Para los chicos ir los sábados a la misma escuela donde habitan toda la semana tiene el sentido de apropiación y pertenencia que no te da la escuela privada; es verdaderamente un segundo hogar donde podes elegir si querés ir a jugar a la pelota o expresarte libremente en un taller de arte.

Foto: Gastón Iñiguez

Hoy el espacio de los sábados que funcionaba en la escuela de Atocha no existe y con él varios otros centros de actividades juveniles cerraron sus puertas en el interior e interior cercano; lo mismo que sus trabajadores que en muchos casos no fueron reubicados ni les renovaron el contrato. Todavía subsisten en algunas escuelas de la capital pero se cree que este podría ser el último año ya que la existencia de estos centros depende exclusivamente de fondos nacionales y partidas de dinero destinadas a mejorar la calidad educativa en los establecimientos, principalmente en zonas retiradas, barrios pobres o lugares de difícil acceso. A estas alturas sabemos que no es ni por asomo una prioridad de Bulrich o de este gobierno la inclusión de los jóvenes ni brindarles nuevas y mejores oportunidades de crecimiento dentro del ámbito educativo.

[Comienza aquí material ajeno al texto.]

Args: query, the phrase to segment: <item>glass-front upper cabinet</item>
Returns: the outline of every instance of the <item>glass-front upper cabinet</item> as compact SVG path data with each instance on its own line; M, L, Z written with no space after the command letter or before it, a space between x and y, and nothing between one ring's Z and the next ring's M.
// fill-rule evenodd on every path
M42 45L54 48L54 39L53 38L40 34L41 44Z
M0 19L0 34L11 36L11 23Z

Dentro del ámbito de la escuela pública tanto directores y maestros como coordinadores y talleristas siempre se vieron impulsados por la vocación de trabajo con los pibes; no por un sueldo ni por excelentes condiciones laborales que jamás existieron sino por la convicción de construir una realidad distinta con quienes no tienen la oportunidad, es trabajar para que conquisten su derecho a soñar y ser libres.